Designspielraum
Wo Technik endet und Gestaltung beginnt
Ein Produkt wird selten auf einem leeren Blatt Papier entworfen. Meistens gibt es bereits klare Anforderungen: Es muss stabil sein, sicher funktionieren, wirtschaftlich produziert werden können und den technischen Rahmenbedingungen entsprechen.

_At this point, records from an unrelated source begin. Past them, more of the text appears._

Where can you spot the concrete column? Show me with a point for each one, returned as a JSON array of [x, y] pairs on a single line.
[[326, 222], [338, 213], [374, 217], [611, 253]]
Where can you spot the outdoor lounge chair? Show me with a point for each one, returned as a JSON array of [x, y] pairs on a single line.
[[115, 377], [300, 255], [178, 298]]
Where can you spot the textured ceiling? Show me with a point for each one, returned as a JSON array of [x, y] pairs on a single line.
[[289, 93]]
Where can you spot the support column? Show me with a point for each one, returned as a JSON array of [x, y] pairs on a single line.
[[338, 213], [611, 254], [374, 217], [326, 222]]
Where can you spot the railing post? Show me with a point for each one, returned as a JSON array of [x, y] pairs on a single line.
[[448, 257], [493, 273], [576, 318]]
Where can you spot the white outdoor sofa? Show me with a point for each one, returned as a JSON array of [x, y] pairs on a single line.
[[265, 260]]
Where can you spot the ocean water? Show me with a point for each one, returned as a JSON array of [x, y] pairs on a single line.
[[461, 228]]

Trotzdem ist gutes Design nicht einfach die sichtbare Folge technischer Vorgaben.

Die zentrale Frage im Industriedesign lautet oft nicht: Was ist möglich?
Sondern: Wo beginnt der Spielraum?
Designspielraum ist der Bereich, in dem gestalterische Entscheidungen getroffen werden können, ohne Funktion, Ergonomie oder Produzierbarkeit zu gefährden. Genau dort entsteht der Unterschied zwischen einer rein technischen Lösung und einem überzeugenden Produkt.
Ein Beispiel: Wenn ein Gehäuse belüftet werden muss, ist die Funktion klar. Es braucht Öffnungen, damit Wärme entweichen kann. Aber die technische Anforderung definiert nicht automatisch, wie diese Öffnungen aussehen. Ihre Anordnung, Form und Einbindung in die Gesamtgestaltung bleiben Teil des Designs.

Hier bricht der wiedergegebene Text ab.